Does anyone else have problems turning black palm?  I keep my tools sharp and take slow cuts, but it seems to always chip out where the black parts of the wood are at.....


Would it be better to stabilize the wood first?


----------



## JAZNCARR (Oct 22, 2011)

i have the same problem  once I get  close I   use ca and 80 grit sand paper to fill in the holes and slurry every thing back in to  place..


----------



## robutacion (Oct 22, 2011)

barrysj said:


> Does anyone else have problems turning black palm?  I keep my tools sharp and take slow cuts, but it seems to always chip out where the black parts of the wood are at.....
> 
> 
> Would it be better to stabilize the wood first?



I have no doubt that, having those blanks stabilized would help considerably but if you don't have the conditions to stabilize or want to save the cost of having them professionally done, I would suggest the use of the "flap" disk system and the CA as you are getting close to the final shape.

You will find plenty of info on the "flap" disc system by doing a search within this forum...!

Good luck.

Cheers
George


----------



## barrysj (Oct 23, 2011)

Thanks for the replies. I think I'll try the Cactus Juice from Turntex and see how it goes...


----------



## hunter-27 (Oct 23, 2011)

CA slurry is the poor mans answer. Slurry holds it together while you cut a layer, do it again and make another pass.


----------



## Sylvanite (Oct 23, 2011)

I haven't tried black palm yet, but I've had good success stabilizing red palm.  No tearouts, even when crosscut.

Regards,
Eric


----------



## hunter-27 (Oct 23, 2011)

Stabilizing is best, I offered the ca suggestion as it is faster and cheaper.  Black palm is a different beast than the red palm.


----------



## RogerH (Oct 24, 2011)

I classify black palm as one of the species of "evil" woods.  Just kidding, but it gives me fits too.  I don't know how to/don't have the equipment to stabilize, but thx for the ideas, especially about the CA slurry.


----------



## GColeman (Oct 25, 2011)

I just completed my first successful Black Palm recently.  Turn a little flood with thin CA.  Turn a little more and flood again.  The pen looked great when finished but the hassle was not worth it in my opinion.  When I get a stabilization system set up I may give it another spin.


----------



## nava1uni (Oct 26, 2011)

You could also drill the center hole or holes if it a two part pen.  Put it in a jar and cover it will Minwas hardener and leave it for a few days. Then let it dry for a few days.  You will still have to use thin CA, but this works for stabilizing spalted and punky wood.


----------



## Alzey (Oct 29, 2011)

I turned my first Black Palm yesterday.  It is a beast to turn.  I had read this thread and others on difficult woods and was a little intimidated when i started.  
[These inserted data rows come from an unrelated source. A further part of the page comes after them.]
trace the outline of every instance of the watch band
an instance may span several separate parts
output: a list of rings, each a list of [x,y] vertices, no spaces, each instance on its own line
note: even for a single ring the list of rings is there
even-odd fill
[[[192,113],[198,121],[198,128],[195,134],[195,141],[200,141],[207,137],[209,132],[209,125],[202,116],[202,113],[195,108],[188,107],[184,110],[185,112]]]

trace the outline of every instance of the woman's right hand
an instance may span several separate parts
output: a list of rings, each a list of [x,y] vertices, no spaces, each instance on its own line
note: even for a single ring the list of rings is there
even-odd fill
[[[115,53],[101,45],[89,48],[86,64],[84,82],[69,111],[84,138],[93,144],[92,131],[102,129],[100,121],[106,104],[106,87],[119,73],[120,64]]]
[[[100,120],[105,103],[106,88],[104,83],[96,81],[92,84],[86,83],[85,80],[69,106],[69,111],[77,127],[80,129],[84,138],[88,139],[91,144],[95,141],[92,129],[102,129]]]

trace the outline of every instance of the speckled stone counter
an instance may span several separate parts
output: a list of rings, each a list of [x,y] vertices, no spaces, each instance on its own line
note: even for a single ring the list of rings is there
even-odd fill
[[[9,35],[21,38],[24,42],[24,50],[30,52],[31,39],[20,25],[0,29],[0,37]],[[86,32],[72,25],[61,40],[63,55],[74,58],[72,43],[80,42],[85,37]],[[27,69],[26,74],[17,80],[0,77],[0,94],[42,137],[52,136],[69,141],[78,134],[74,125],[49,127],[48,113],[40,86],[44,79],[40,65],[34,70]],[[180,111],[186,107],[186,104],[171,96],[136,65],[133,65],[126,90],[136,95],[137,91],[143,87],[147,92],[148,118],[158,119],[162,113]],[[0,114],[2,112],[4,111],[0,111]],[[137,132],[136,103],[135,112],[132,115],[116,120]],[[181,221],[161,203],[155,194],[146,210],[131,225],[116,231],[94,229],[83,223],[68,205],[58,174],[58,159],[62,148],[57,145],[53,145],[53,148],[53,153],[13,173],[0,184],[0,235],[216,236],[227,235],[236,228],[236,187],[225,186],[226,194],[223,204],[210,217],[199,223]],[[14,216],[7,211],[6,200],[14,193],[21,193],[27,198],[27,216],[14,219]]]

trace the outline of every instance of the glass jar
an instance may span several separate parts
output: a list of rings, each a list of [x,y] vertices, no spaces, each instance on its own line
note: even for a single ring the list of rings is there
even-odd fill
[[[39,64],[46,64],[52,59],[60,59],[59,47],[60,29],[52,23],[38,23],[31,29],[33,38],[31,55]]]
Drilling was not a problem but this was a tough wood to square using the pen mill.  It actually ripped the outer corners out. I may try to cut the corners off next time with the band saw or cut the back down 5/8 when doing a slimline kit.

What i did was turn it round and down to about 1/2 way to where i wanted it.  Soaked it down with thin CA while turning the lathe by hand (cover you lathe bed).  After 2 min i hit it with accelerator.  Turned down another 1/2 of what was left and repeated the CA.  Then turned to final shape and finished. 
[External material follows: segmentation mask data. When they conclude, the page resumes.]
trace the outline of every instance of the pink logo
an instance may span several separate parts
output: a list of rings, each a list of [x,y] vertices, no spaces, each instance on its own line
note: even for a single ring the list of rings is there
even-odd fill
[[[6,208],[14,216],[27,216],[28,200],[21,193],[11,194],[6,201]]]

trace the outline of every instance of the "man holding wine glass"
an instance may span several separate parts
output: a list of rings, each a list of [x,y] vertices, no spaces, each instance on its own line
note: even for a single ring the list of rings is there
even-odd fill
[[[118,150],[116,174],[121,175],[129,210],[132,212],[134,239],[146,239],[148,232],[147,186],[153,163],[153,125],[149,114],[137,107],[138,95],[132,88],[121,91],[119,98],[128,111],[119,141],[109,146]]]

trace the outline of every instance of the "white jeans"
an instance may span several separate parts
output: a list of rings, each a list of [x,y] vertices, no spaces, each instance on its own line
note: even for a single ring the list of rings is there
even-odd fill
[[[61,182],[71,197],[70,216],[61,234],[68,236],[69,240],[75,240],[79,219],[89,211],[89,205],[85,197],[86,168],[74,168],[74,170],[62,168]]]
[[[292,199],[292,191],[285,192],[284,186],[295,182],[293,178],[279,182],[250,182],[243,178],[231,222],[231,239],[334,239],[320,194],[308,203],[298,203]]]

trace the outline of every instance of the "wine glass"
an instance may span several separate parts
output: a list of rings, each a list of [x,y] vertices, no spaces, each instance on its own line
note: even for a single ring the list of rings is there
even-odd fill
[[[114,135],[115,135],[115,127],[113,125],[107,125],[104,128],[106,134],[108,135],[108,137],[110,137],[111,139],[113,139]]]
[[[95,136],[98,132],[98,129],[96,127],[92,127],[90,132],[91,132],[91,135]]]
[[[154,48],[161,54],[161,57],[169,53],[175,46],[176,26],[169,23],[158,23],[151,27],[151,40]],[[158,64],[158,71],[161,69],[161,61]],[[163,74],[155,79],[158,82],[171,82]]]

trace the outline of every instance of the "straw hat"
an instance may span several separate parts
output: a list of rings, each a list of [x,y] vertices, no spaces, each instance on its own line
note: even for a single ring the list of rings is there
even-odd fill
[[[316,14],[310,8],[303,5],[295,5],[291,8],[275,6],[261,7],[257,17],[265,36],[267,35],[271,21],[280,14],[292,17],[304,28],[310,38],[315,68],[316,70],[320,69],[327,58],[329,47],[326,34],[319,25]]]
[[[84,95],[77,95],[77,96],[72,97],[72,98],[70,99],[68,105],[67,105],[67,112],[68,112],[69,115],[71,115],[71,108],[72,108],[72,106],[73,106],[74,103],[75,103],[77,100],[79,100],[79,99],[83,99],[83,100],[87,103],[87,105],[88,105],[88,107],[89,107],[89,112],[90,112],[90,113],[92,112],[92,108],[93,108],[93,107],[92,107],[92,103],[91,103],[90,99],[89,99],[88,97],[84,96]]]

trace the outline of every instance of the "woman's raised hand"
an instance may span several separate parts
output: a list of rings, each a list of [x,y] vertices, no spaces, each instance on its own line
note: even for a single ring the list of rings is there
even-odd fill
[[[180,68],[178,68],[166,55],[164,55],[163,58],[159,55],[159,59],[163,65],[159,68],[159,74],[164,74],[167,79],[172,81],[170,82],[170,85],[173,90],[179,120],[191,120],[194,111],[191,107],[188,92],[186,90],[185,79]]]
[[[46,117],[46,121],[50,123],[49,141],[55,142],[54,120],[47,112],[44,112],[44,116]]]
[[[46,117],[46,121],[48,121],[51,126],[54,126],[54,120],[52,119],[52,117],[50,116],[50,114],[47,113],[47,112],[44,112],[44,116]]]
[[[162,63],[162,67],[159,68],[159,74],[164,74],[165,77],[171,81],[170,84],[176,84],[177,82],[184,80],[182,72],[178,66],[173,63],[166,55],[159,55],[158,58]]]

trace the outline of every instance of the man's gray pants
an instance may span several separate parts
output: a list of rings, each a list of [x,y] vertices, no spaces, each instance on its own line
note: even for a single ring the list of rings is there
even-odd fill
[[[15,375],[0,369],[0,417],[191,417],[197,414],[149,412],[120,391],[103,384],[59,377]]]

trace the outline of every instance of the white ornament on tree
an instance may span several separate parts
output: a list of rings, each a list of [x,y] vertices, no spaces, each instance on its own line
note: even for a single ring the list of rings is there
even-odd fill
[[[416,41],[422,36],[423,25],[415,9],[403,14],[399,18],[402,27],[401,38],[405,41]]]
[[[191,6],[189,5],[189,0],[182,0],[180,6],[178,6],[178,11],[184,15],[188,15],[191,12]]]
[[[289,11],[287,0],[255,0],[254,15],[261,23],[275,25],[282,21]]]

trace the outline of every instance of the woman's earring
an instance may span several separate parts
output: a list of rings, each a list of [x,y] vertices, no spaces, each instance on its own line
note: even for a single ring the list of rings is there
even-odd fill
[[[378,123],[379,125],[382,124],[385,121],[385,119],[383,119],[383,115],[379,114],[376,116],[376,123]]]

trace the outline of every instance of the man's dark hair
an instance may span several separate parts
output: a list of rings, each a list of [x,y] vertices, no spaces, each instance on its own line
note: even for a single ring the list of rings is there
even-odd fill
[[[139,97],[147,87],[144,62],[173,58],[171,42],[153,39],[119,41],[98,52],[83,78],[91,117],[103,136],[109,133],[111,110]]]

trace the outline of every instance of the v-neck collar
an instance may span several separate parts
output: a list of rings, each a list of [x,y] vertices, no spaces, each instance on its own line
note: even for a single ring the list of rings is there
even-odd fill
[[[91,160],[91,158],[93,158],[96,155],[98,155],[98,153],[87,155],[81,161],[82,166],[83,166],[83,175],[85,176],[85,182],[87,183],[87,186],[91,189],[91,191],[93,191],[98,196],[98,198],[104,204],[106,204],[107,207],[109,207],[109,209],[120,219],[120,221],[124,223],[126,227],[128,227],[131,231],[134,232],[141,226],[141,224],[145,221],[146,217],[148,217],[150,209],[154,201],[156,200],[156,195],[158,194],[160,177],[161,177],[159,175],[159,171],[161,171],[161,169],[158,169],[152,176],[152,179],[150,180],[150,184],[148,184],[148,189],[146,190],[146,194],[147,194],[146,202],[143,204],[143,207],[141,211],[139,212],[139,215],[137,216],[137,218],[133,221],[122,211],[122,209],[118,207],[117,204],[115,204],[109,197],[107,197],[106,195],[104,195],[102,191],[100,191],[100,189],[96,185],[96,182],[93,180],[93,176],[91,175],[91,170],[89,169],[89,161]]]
I had issues with my finish and had to do it 3 times but i think it was because I was using too much pressure with the MM and heated the CA causing cloudy rings which really shows up on this dark wood (another learning experience).  
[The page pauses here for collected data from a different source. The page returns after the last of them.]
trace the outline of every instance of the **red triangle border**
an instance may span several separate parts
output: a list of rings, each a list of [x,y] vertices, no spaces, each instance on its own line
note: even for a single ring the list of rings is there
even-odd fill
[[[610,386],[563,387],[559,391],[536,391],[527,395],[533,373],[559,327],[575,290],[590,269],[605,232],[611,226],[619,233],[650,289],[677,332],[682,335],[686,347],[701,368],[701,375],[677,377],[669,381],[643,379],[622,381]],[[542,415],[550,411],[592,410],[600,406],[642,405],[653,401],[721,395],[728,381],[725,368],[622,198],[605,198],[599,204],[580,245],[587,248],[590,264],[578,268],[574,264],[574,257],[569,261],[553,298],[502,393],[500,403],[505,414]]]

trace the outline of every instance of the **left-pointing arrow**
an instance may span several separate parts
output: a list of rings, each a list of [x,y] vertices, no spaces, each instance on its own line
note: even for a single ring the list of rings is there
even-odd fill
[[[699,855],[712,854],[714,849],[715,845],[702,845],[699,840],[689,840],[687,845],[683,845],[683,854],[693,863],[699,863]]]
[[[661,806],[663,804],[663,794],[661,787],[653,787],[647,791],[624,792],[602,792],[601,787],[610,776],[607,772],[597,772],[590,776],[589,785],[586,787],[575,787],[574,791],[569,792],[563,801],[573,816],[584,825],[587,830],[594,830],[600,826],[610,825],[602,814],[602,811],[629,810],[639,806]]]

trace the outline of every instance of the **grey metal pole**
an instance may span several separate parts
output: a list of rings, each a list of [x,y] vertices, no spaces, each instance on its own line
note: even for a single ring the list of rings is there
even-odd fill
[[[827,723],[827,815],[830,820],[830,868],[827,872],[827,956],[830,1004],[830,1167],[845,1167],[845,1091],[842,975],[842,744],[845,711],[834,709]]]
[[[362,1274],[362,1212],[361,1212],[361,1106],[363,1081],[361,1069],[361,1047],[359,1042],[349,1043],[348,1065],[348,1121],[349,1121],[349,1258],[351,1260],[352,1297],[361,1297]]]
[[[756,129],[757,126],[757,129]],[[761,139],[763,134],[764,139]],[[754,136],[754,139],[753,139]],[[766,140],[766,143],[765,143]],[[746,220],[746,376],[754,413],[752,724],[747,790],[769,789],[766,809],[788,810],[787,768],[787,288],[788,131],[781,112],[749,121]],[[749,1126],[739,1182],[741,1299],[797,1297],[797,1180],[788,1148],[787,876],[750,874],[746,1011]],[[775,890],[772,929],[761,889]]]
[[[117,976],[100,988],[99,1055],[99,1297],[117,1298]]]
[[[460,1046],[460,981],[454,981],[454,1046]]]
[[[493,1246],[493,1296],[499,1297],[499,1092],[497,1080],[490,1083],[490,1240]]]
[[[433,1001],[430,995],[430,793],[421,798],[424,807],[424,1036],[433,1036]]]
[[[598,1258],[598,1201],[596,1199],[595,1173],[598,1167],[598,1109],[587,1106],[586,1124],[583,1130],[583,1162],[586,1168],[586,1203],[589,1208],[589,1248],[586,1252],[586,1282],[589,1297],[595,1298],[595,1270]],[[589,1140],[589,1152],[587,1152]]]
I have 3 more pieces of this so we'll see if I got lucky on this one:befuddled:


----------



## barrysj (Oct 29, 2011)

I'm about half way through the soaking in CA and turning method...I'll post a pic when done...can't wait to get my stabilizing system!!!!


----------



## dmott (Oct 30, 2011)

I already failed trying to turn black palm. I saw this thread and decided to give it another chance, with a lot of thin CA glue. I finished the pen and also included a california bear sticker which I was unsure about ending up nice. enough quotes of CA glue makes balck palm turnable and also takes out the ridges made by any stickers.

Osage orange with maple burl, segmented on nib side, all O.O. on clip side with cali flag address label under a lot of CA glue. No ridge at all.

Black palm with a "white pearl" acrylic in the middle. Just the bear from the cali flag.


----------



## barrysj (Nov 2, 2011)

*Finally done*

Well, I'm finally done...yes CA works, but I will do the stabilize thing next time!  Not the greatest pic, but the pen came out great....


----------



## Alzey (Nov 2, 2011)

Not only were you try to do black palm but you laminated it as well.  Very nice looking pen.  Love the contrast.


----------



## okiebugg (Nov 2, 2011)

*Black Palm*

I recently turned an egg-o-scope out of black palm as well as 2 Jr. Gents. Originally I had the same problems with ?drop out of the black pieces. I went to the woodchuck pen pro carbide and was very surprised that it stopped 90% of the problem. FWIW


----------



## OLDMAN5050 (Nov 4, 2011)

Pix not very good but here is a black palm cigar. turn using thin ca, take your time amd all should be ok..........


----------